How can one stand decades of stagnation without the desire to escape?
I am pretty happy so there is no need to escape.
I admit I am -curious- to try psychedelics but in no hurry. Plenty of things to entertain me in this life.
Plenty of stress or frustration to be had from hobbies too
I do feel lucky that the thing I don't hate and are reasonably good at allows me to get decent job and money
By the clinical definition, I don't have depression, because it doesn't impact my enjoyment of or participation in hobbies, and I also don't seem to have any persistent or recurring mood problems.
I'm not sure anyone would call this depression? I certainly wouldn't.
I think I generally mean anhedonia when I talk about depression.
Well, that's the point.
> I think I generally mean anhedonia when I talk about depression.
As far as I know, anhedonia isn't supposed to be very common. Though it can be pretty amazing to look at the outside world if you happen to be one of the unlucky ones who do have it.
I used to do this when I couldn't finish any projects because of ADHD. How did people dedicate all their free time to one thing for so long, and actually finish it to completion? I just didn't understand how it was possible because it just didn't work that way for me.
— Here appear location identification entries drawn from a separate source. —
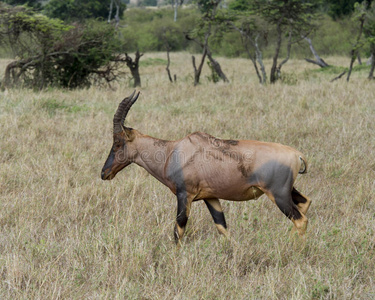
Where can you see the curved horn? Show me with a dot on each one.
(122, 111)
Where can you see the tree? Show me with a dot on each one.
(250, 33)
(212, 24)
(340, 8)
(77, 10)
(291, 18)
(51, 53)
(36, 4)
(359, 16)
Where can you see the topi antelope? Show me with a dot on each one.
(202, 167)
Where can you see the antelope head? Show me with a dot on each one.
(121, 154)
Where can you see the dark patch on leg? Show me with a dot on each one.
(297, 197)
(274, 177)
(231, 142)
(286, 205)
(218, 216)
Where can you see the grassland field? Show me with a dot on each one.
(66, 234)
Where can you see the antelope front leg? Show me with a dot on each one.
(217, 214)
(183, 212)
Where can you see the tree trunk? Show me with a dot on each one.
(198, 71)
(167, 68)
(134, 67)
(216, 66)
(289, 46)
(175, 10)
(354, 50)
(273, 75)
(319, 61)
(371, 74)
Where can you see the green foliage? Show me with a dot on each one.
(150, 30)
(51, 53)
(72, 10)
(36, 4)
(340, 8)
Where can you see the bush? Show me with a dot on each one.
(51, 53)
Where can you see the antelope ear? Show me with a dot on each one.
(129, 134)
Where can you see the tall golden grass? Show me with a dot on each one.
(66, 234)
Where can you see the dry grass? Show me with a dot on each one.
(65, 233)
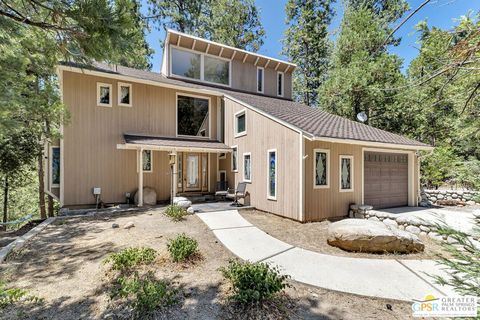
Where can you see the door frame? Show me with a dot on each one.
(412, 197)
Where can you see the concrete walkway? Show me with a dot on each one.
(384, 278)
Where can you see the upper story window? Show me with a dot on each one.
(200, 66)
(280, 84)
(260, 79)
(193, 116)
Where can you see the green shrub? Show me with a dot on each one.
(131, 257)
(175, 212)
(254, 282)
(145, 292)
(182, 247)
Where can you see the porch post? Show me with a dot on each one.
(140, 176)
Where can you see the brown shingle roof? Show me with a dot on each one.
(312, 121)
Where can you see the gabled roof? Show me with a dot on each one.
(311, 121)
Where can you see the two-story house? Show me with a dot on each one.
(220, 113)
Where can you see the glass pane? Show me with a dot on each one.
(192, 116)
(216, 70)
(321, 169)
(272, 167)
(185, 64)
(124, 95)
(192, 171)
(260, 80)
(105, 95)
(241, 123)
(246, 168)
(55, 165)
(346, 174)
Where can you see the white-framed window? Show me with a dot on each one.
(54, 167)
(234, 159)
(193, 116)
(260, 79)
(280, 81)
(190, 64)
(321, 168)
(346, 173)
(240, 123)
(247, 167)
(104, 94)
(272, 174)
(124, 94)
(147, 156)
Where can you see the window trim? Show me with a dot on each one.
(50, 163)
(269, 197)
(209, 115)
(103, 84)
(235, 126)
(315, 151)
(151, 160)
(231, 162)
(202, 64)
(263, 80)
(119, 91)
(352, 171)
(283, 83)
(243, 169)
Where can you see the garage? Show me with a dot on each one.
(385, 179)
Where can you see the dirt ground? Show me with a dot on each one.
(313, 236)
(63, 266)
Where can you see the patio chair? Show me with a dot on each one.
(222, 190)
(237, 194)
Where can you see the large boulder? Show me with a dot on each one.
(371, 236)
(149, 196)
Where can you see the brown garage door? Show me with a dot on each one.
(385, 179)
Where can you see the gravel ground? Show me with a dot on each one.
(313, 236)
(63, 267)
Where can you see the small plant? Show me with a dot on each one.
(175, 212)
(254, 282)
(182, 247)
(145, 292)
(131, 257)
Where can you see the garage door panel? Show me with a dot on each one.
(385, 179)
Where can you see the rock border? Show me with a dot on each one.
(20, 242)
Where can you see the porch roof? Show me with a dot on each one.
(137, 141)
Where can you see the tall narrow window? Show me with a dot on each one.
(55, 167)
(321, 168)
(346, 173)
(280, 84)
(234, 158)
(260, 78)
(272, 174)
(247, 167)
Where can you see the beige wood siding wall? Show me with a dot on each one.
(264, 134)
(329, 202)
(91, 158)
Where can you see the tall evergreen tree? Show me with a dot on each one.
(306, 44)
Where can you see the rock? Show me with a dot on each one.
(129, 225)
(371, 236)
(149, 196)
(413, 229)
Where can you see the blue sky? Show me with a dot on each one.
(440, 13)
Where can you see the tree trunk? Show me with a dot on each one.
(50, 206)
(5, 204)
(41, 187)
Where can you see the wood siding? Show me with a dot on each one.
(264, 134)
(91, 158)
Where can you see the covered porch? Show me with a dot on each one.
(193, 162)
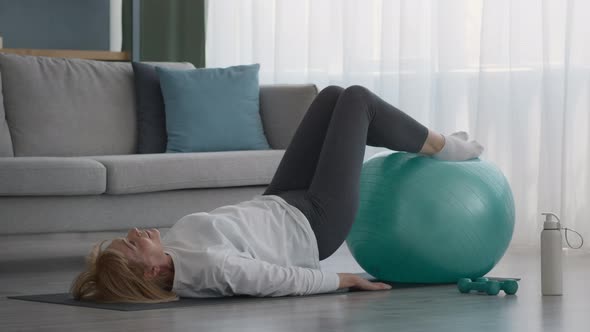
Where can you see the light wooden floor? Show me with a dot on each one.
(420, 309)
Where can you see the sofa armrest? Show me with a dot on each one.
(51, 176)
(282, 108)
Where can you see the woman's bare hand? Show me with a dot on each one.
(348, 280)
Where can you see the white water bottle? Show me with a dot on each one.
(551, 256)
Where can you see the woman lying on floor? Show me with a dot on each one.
(271, 245)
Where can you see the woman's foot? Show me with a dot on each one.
(454, 147)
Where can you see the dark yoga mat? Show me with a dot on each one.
(66, 299)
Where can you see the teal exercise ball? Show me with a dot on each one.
(422, 220)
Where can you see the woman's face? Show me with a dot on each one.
(141, 246)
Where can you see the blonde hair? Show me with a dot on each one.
(111, 277)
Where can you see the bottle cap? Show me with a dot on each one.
(549, 223)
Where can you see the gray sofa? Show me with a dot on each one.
(68, 141)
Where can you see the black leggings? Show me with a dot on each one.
(320, 170)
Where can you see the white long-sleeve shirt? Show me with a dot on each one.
(260, 247)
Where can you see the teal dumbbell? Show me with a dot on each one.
(491, 287)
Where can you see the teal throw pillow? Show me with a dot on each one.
(212, 109)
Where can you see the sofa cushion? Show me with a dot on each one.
(40, 176)
(5, 140)
(282, 107)
(155, 172)
(151, 119)
(212, 109)
(68, 107)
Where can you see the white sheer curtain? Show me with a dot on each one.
(514, 74)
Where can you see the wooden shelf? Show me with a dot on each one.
(79, 54)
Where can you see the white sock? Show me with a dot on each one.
(457, 148)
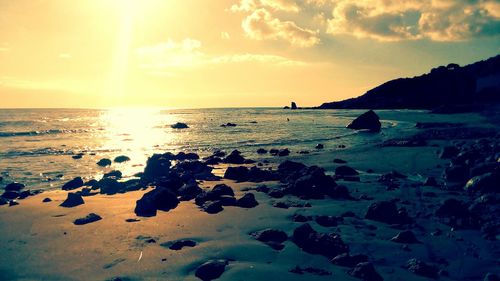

? My understanding is that it's like, a pretty primary symptom of depression?
> clinical depression, is ... characterized by ... pervasive low mood, low self-esteem, and loss of interest or pleasure in normally enjoyable activities.
(https://en.wikipedia.org/wiki/Major_depressive_disorder)
At any rate, yeah, it's the primary symptom of depression I experience.
Shrooms, meditation, therapy, and exercise all do help manage it (in roughly that order).